Optus Blog

Leaders Eat Last | Part 1: Our Need to Feel Safe

Written by shedge | September 13, 2018 8:06:57 PM Z

Welcome to Part 1 of our blog series, #LeadWithOptus. Over the next nine weeks, we will be reading and sharing feedback from the book Leaders Eat Last by Simon Sinek. Optus employees have been asked to read and reflect on the ideas in Leaders Eat Last to help them challenge their thinking and develop their leadership skills. Here at Optus, we believe that while everyone may not be in a leadership role in the traditional sense, everyone can lead and help advance the company.

The blogs are going to be structured in the following format:

  • Takeaways – overarching themes of each part
  • Quotes – employees favorite quotes
  • Day-To-Day – how we can incorporate the ideas into our day-to-day lives
  • Lead The Way – how we can utilize the ideas to make us better leaders
  • Sum It Up – each part summed up into three, easy words

We hope you will read along with us on this journey to become better leaders. Don’t forget to follow along with us on LinkedIn each week with the hashtag, #LeadWithOptus.

TAKEAWAYS

The overarching themes from Part 1 are trust, empathy, sacrifice, and selflessness. Leaders who are empathetic and willing to sacrifice themselves for their team create a circle of safety where employees can truly trust their leader and feel more confident with their own decisions. Those same employees take risks and work harder to move the company forward each and every day. The domino effect is everyone feeling like a team and using the term “we” instead of “me” and placing the betterment of “all” over “I.”

FAVORITE QUOTES

  • “A leader who takes care of their people and stays focused on the well-being can never fail.”
  • “Misery may love company, but it’s the companies that love misery that suffer the most.”
  • “We cannot tell people to trust us. We cannot instruct people to come up with big ideas. And we certainly can’t demand that people cooperate. These are always results – the results of feeling safe and trusted among the people with whom we work.”
  • “The true price of leadership is the willingness to place the needs of others above your own. Great leaders truly care about those they are privileged to lead and understand that the true cost of the leadership privilege comes at the expense of self-interest.”

DAY-TO-DAY

Our employees had a lot of great ideas for how they could implement ideas from Part 1 into their day-to-day lives.

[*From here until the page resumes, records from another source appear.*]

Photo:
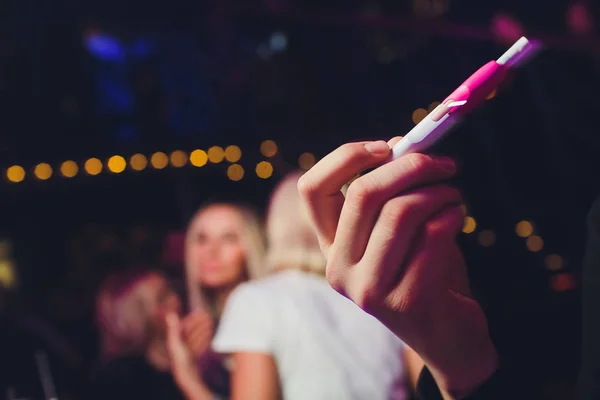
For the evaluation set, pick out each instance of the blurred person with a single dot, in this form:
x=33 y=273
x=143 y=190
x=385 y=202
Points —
x=131 y=310
x=391 y=247
x=224 y=246
x=289 y=335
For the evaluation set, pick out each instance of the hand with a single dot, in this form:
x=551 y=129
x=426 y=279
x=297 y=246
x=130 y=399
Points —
x=390 y=247
x=183 y=366
x=198 y=332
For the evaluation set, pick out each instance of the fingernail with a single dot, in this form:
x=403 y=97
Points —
x=377 y=148
x=446 y=163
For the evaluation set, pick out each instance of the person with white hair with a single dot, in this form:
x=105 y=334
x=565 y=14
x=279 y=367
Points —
x=290 y=335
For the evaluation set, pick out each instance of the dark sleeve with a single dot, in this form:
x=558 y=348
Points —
x=589 y=376
x=501 y=386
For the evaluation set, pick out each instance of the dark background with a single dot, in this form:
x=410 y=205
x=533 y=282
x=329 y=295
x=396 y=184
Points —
x=193 y=74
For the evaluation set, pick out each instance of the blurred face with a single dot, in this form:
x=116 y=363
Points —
x=215 y=249
x=162 y=300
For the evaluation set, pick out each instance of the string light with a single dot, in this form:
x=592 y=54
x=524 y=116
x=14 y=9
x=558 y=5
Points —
x=93 y=166
x=306 y=161
x=268 y=148
x=235 y=172
x=233 y=154
x=138 y=162
x=524 y=229
x=178 y=158
x=198 y=158
x=69 y=169
x=43 y=171
x=216 y=154
x=159 y=160
x=264 y=169
x=15 y=174
x=469 y=225
x=116 y=164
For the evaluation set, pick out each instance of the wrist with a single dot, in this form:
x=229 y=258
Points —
x=469 y=373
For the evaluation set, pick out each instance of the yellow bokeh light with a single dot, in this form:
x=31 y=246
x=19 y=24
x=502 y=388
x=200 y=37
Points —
x=93 y=166
x=16 y=173
x=116 y=164
x=216 y=154
x=306 y=161
x=524 y=229
x=69 y=169
x=470 y=225
x=535 y=243
x=264 y=169
x=486 y=238
x=159 y=160
x=198 y=158
x=43 y=171
x=268 y=148
x=138 y=162
x=554 y=262
x=433 y=105
x=233 y=153
x=178 y=158
x=235 y=172
x=419 y=114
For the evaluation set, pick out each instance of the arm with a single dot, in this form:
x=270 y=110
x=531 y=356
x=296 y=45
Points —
x=254 y=377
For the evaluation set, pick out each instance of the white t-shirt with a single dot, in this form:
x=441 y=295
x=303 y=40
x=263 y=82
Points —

  • Be first to extend trust to co-workers. This, in turn, will help you earn their trust.
  • Bringing ill feelings from work home with you will negatively affect your relationships with your kids and spouse. If you enjoy what you do, even if you work long hours, your home life will be happier.
  • Invest in getting to know your team on a personal level.
  • Understand that all actions have a ripple effect.
  • Put others first.
  • Be more empathetic.
  • Treat everyone with respect, no matter their position or title at work.

LEAD THE WAY

Being a leader means more than being in a management position. Leadership can take many forms, whether at work or at home. Some great ideas for how to improve your leadership skills include:

  • Make your team members feel safe. This safety will open the door for better communication, creativity, and innovation.
  • Make sure that our employees know why each of their roles is important.
  • Include others outside of your direct department in your circle of safety so that the company is strong as a whole, not just departmentally.

SUM IT UP

  • Trust other people.
  • Invest in others.
  • Protect your team.
  • Change is good.
  • Empathy, Biology, Trust
  • Responsibility, Trust, Team

We hope you join us next week for Part 2: Powerful Forces.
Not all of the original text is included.